On Saturday during our trip to the Le Thor market we stopped into a local grocery/convenience/discount store. I bought a Cahors Malbec and a Cotes du Provence Rose, neither of which were very good. Sometimes cheap means cheap! Marc saved the trip though with two bottles of Comte De Serac 2007 Bordeaux. At just shy of 3 Euro each I was again struck with the performance. The wine was light and fruity with soft tannins and a good deal of vanilla. The fruit flavors of strawberry and ripe cherries were simply stated and washed down with a hint of acidity in the moderate finish. With roast pork this wine did not last long at all. Rather than take it home, Marc opened the second bottle because it was being enjoyed so much. For that I am most grateful.

The most intriguing thing I drank the entire time I was there was the Barville Vieux Marc 2002 that I purchased at the Brotte museum and tasting room. Marc is a French pomace brandy which is made from the spent pomace from wine production. The pomace is re-fermented and the low alcohol wine that is made from it is then distilled into a flavorful and potent spirit. My first glass of this was like being in another place altogether. The nose is huge of dried fruits and vanilla. The flavors of raisins, dried apricots and caramel with a hint of sweet in the middle were positively engrossing. I liken it to a blend of fine bourbon and aged Jamaican rum. At 86 proof it is quite strong, but for the audience I quickly found that was an asset and not an impediment. When enjoyed with a Cuban cigar I really felt like I had found a very specific and unique experience during my trip.

You can’t really argue how serious the business of wine is in France when there are places you go where you can see vines everywhere.

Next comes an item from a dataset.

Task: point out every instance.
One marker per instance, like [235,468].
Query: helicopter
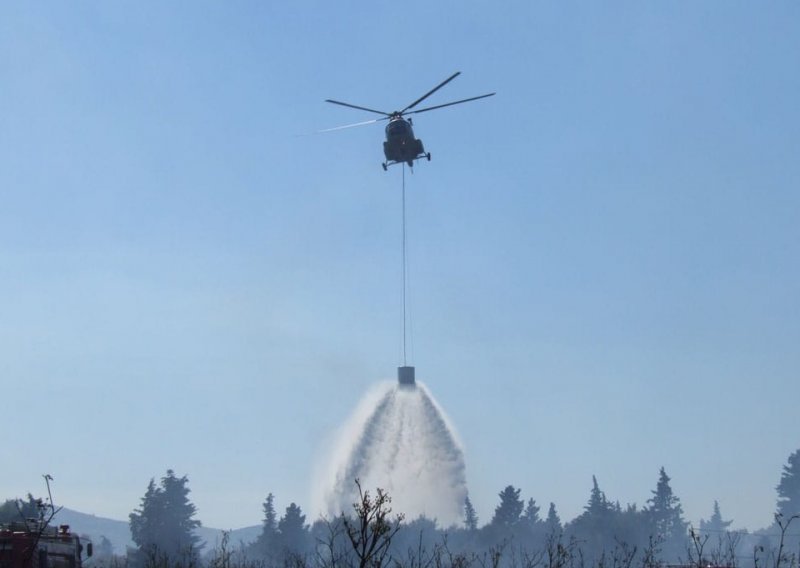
[400,145]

After we got home I found a bottle of the La Vielle Ferme Cotes du Ventoux Rouge that I had enjoyed on the plane ride over to Paris. We paired it with a Provencal style beef stew I made to help keep the memories of France alive now that we were home. With the familiar aromas and flavors of several of the wines we enjoyed while there I felt I was back for just a moment. One thing I did notice is that this particular wine, for an inexpensive one available at home, did actually smell and taste more pleasing that some other Rhone blends we have had recently, including the Chateau Beauchene from the tasting last Saturday. It would seem I need to explore the Rhone blends that are available to me and see if I can’t find a few that I would want to have around all the time.